As he recollected, the blue mists appeared to take on those remembered shapes. How strange, but also soothing. He’d truly expected the Sorrowlands to hold more horror. Instead a quiet kind of peace filled him.
He rose, gliding between the streams of blue clouds. A ribbon of blue vapor whirled close to him and he gazed curiously into its depths. At first it seemed to reflect his own face, but slowly the countenance turned into an eagle’s. Ariz reached out. To his surprise, the blue mist fluttered and then darted away from him like a startled fish.
So the blue mists weren’t clouds after all. Ariz watched several of them waft beneath him. Were they other lost souls, like himself? Or could they be mythic creatures from Labaran lore? Ariz gazed after another, but it too fled before him.
Did it think he was going to harm it? Ariz wondered. The desire to follow after it rose in him, but he realized that would hardly seem reassuring. He let it go. He’d had enough of hunting and hurting others in his life. Now that the choice was his to make, he decided to leave the blue mists alone and simply enjoy the sight of them.

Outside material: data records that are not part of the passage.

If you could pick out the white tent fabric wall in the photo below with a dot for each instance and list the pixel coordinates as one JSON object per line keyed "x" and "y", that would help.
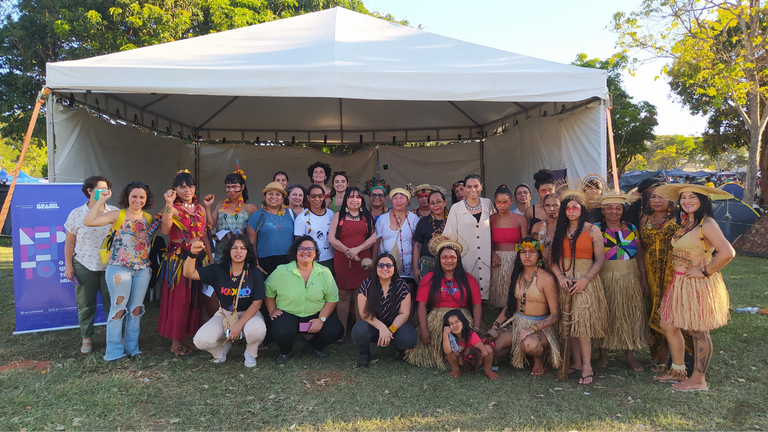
{"x": 574, "y": 141}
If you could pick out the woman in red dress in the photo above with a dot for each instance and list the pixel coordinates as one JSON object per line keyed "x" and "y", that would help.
{"x": 352, "y": 234}
{"x": 181, "y": 302}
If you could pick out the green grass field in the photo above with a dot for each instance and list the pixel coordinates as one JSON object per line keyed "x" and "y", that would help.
{"x": 163, "y": 393}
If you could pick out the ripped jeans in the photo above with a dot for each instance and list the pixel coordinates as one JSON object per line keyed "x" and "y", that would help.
{"x": 127, "y": 288}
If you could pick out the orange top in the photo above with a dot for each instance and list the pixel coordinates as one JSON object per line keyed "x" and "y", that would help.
{"x": 583, "y": 246}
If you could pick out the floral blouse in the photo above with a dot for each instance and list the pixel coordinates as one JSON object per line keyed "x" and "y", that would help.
{"x": 131, "y": 245}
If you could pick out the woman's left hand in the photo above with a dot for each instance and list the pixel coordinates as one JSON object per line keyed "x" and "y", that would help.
{"x": 578, "y": 285}
{"x": 695, "y": 272}
{"x": 316, "y": 326}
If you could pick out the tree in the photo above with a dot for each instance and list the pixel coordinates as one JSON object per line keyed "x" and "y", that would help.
{"x": 718, "y": 51}
{"x": 34, "y": 32}
{"x": 633, "y": 123}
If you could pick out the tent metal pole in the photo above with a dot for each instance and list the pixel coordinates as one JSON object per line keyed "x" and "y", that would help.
{"x": 28, "y": 137}
{"x": 613, "y": 149}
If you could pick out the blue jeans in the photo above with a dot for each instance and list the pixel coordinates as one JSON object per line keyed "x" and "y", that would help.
{"x": 127, "y": 288}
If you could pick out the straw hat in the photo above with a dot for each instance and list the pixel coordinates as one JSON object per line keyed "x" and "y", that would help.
{"x": 672, "y": 191}
{"x": 440, "y": 241}
{"x": 274, "y": 186}
{"x": 396, "y": 191}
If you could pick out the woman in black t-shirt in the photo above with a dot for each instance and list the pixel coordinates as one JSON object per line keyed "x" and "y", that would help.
{"x": 239, "y": 287}
{"x": 385, "y": 304}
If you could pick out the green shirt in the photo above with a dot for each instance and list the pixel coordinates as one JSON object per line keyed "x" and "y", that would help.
{"x": 286, "y": 286}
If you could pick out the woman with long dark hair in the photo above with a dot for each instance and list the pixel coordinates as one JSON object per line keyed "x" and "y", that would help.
{"x": 181, "y": 302}
{"x": 529, "y": 316}
{"x": 697, "y": 299}
{"x": 448, "y": 287}
{"x": 230, "y": 215}
{"x": 239, "y": 289}
{"x": 352, "y": 234}
{"x": 384, "y": 302}
{"x": 576, "y": 258}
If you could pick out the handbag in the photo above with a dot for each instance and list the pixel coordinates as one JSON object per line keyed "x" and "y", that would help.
{"x": 232, "y": 319}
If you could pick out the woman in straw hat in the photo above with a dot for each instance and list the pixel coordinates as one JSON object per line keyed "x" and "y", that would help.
{"x": 448, "y": 287}
{"x": 696, "y": 299}
{"x": 576, "y": 258}
{"x": 525, "y": 327}
{"x": 625, "y": 282}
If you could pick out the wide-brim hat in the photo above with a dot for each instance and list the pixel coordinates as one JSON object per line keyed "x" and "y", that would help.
{"x": 672, "y": 191}
{"x": 274, "y": 186}
{"x": 440, "y": 241}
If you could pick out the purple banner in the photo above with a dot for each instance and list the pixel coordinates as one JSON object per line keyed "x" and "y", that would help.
{"x": 44, "y": 297}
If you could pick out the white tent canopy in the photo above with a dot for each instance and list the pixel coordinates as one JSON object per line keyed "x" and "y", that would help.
{"x": 334, "y": 76}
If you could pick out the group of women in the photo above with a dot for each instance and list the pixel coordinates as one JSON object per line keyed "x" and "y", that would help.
{"x": 317, "y": 260}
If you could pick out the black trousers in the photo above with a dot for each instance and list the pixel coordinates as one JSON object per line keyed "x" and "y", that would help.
{"x": 286, "y": 327}
{"x": 363, "y": 334}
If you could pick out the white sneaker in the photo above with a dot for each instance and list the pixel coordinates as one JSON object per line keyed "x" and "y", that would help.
{"x": 250, "y": 361}
{"x": 224, "y": 350}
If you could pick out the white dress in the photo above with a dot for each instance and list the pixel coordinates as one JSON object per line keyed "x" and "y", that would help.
{"x": 477, "y": 235}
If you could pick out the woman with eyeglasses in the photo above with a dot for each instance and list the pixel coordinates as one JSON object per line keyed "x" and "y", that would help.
{"x": 446, "y": 288}
{"x": 470, "y": 220}
{"x": 128, "y": 269}
{"x": 83, "y": 265}
{"x": 230, "y": 216}
{"x": 181, "y": 302}
{"x": 377, "y": 190}
{"x": 300, "y": 297}
{"x": 423, "y": 260}
{"x": 316, "y": 221}
{"x": 352, "y": 233}
{"x": 384, "y": 302}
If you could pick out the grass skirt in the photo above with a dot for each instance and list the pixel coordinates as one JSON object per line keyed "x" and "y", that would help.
{"x": 517, "y": 356}
{"x": 627, "y": 328}
{"x": 696, "y": 303}
{"x": 432, "y": 355}
{"x": 500, "y": 277}
{"x": 589, "y": 311}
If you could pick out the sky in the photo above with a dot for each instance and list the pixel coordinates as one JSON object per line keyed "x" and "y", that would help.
{"x": 555, "y": 30}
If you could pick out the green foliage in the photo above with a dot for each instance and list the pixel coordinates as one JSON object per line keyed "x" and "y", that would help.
{"x": 34, "y": 32}
{"x": 633, "y": 123}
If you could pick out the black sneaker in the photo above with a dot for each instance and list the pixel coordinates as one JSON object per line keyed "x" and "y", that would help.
{"x": 363, "y": 360}
{"x": 283, "y": 358}
{"x": 309, "y": 349}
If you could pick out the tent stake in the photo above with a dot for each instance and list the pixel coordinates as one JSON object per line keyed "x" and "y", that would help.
{"x": 7, "y": 204}
{"x": 613, "y": 149}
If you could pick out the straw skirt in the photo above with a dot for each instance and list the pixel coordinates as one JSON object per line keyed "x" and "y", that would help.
{"x": 699, "y": 304}
{"x": 500, "y": 277}
{"x": 627, "y": 328}
{"x": 518, "y": 358}
{"x": 589, "y": 311}
{"x": 432, "y": 355}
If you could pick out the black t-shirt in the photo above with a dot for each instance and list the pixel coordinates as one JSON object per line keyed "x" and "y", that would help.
{"x": 423, "y": 233}
{"x": 225, "y": 288}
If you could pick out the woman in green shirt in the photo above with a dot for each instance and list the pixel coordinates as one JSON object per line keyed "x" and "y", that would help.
{"x": 301, "y": 292}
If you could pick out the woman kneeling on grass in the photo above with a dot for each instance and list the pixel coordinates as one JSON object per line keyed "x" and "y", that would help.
{"x": 239, "y": 287}
{"x": 462, "y": 345}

“It’s a rare soul that’s so comforted in death.” A young man’s voice rose from the endless gray surroundings.
Then a white light flared up, like the sun burning through the gray fog and blue mist alike. The light drew nearer, filling all of Ariz’s awareness. At its heart he made out faint shadows. A man’s figure striding toward him. For just an instant Ariz thought he resembled Fedeles when he’d been a youth. Then the man’s features grew more and more radiant until all Ariz saw was a searing white skull.
“You’re not an Old God, but not a simple mortal soul either.” The skeletal man spoke Cadeleonian with a distinctly noble accent, but wore the golden-orange robes of a Bahiim draped over his long white bones. “Who are you?”
Ariz didn’t know why, but he’d expected that the skeletal man would know his name—deities and spirits in chapel stories always seemed innately informed of mortal men’s identities. The figure’s ignorance took him aback.
“Who’s asking?” Ariz responded.
“I am the Guardian of the Old Road, Master of the Sorrowlands and Lord of the White Hell!” The brilliant light surrounding the figure surged and his golden robes billowed. “Now tell me, who are you?”
Ariz shrank back from the light. “I’m called Ariz. Ariz Plunado.”
The searing light softened to the cool glow of moonlight.
“Ariz.” The skeletal figure stood very still; even the winds lifting his robes appeared to stop, suspending the folds of golden cloth in the air as if frozen. “The innocent assassin. Yes, I remember your death. You refused to kill Fedeles . . . but you’re different this time.”